Infatti, puntuale come sempre, 15 minuti dopo la consegna arrivò. Ma invece del solito affannato studente con un’utilitaria scalcagnata e l’insegna della pizzeria sul tetto, alla porta di Tysha bussarono quattro agenti in assetto di guerra, con elmetto, giubbotto antiproiettile e un arsenale di schioppi e armi automatiche degno dell’esercito di una piccola nazione, più roba di quanta anche la più generosa pizza all’americana avrebbe potuto reggere.
Il sequestratore e possibile assassino si arrese subito, di fronte alla potenza di fuoco dispiegata dalla polizia e ben conscio della generosità con la quale gli agenti distribuscono proiettili anche per situazioni molto meno sinistre.

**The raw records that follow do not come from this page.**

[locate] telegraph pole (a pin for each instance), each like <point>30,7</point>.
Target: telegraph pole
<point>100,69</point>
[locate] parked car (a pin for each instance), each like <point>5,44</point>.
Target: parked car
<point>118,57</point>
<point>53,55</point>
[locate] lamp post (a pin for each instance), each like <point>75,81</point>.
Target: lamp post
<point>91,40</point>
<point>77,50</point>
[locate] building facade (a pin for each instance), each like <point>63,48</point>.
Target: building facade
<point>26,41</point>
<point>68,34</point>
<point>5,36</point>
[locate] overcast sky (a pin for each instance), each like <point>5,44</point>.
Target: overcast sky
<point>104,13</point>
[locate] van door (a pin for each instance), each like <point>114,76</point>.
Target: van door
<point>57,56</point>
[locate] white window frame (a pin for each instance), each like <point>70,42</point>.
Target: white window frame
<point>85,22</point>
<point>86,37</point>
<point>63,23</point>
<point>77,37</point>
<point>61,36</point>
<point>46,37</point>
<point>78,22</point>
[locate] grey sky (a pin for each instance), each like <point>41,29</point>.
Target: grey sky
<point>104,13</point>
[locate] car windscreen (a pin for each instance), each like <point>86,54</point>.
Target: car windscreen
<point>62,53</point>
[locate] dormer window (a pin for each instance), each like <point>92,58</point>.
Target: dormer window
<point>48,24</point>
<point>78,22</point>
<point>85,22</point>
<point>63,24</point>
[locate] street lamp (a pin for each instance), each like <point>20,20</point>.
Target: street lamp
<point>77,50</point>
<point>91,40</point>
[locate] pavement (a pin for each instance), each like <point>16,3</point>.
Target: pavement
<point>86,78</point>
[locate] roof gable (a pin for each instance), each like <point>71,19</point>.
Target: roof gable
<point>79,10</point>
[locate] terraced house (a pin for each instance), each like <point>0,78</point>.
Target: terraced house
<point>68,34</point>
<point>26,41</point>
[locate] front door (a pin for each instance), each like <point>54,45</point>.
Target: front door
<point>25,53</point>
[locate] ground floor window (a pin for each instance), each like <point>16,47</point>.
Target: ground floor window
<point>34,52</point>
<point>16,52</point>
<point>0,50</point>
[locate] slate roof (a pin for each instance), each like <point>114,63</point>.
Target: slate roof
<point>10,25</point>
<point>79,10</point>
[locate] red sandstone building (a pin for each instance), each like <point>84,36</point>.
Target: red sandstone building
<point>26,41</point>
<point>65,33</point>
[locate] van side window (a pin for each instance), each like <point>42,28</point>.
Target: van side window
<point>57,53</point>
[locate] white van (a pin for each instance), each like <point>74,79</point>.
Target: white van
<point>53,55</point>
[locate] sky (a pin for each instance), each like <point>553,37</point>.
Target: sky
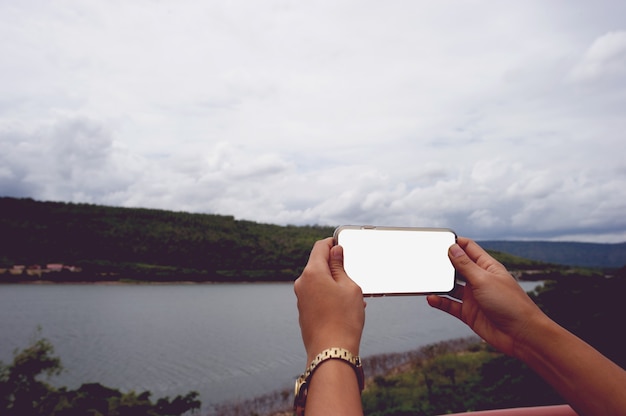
<point>500,120</point>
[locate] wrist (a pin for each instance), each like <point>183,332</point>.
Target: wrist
<point>539,333</point>
<point>337,361</point>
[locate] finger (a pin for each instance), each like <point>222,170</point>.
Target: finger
<point>336,264</point>
<point>472,272</point>
<point>447,305</point>
<point>320,254</point>
<point>478,255</point>
<point>336,267</point>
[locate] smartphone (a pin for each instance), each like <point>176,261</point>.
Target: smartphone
<point>387,261</point>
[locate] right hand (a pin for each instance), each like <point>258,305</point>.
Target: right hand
<point>492,303</point>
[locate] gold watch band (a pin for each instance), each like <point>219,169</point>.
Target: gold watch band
<point>335,353</point>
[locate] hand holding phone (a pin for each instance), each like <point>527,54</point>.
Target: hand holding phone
<point>397,260</point>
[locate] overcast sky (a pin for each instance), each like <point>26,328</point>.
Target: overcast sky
<point>501,120</point>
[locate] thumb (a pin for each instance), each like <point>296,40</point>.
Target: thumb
<point>471,271</point>
<point>336,263</point>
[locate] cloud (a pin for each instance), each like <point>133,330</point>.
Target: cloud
<point>408,113</point>
<point>605,58</point>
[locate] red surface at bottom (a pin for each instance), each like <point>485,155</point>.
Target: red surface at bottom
<point>560,410</point>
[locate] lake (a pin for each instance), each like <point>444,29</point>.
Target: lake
<point>226,341</point>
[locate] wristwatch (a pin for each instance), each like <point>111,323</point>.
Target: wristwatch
<point>335,353</point>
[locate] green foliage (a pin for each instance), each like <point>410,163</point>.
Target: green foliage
<point>481,379</point>
<point>22,393</point>
<point>146,244</point>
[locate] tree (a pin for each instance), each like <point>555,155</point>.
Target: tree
<point>23,393</point>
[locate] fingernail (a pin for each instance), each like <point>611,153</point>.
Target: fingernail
<point>456,251</point>
<point>337,252</point>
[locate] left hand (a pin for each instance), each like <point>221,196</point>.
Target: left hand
<point>331,306</point>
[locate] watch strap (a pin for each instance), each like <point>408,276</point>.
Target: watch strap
<point>335,353</point>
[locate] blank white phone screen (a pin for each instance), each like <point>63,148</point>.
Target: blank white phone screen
<point>400,261</point>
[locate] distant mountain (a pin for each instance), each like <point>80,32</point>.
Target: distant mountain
<point>565,253</point>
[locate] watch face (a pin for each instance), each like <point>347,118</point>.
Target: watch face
<point>299,399</point>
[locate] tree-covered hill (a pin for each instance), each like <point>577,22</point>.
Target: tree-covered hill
<point>568,253</point>
<point>112,243</point>
<point>148,244</point>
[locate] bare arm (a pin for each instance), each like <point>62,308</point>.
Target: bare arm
<point>499,311</point>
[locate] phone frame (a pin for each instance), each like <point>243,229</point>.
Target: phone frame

Sullo scontrino dell’ordine che la sveglissima ragazza della pizzeria aveva ricevuto e stampato c’è scritto, dopo la sfilza di ingredienti richiesti, anche un breve commento: «Cliente denuncia una situazione di ostaggi. Informato il 911», la polizia.
Quando il suo assalitore fu immobilizzato e portato via, Tysha ringraziò il sergente della polizia di Washington che aveva guidato i suoi salvatori e gli propose di portare lui e i suoi uomini a mangiare la pizza fuori. Offrendo lei per tutti. I giornali, ammesso che dei giornali ci si possa fidare, registrano anche una dichiarazione finale della signora: «La pizza mi ha salvato la vita». Lontano, sembrò udirsi il sospiro rassegnato della dottoressa.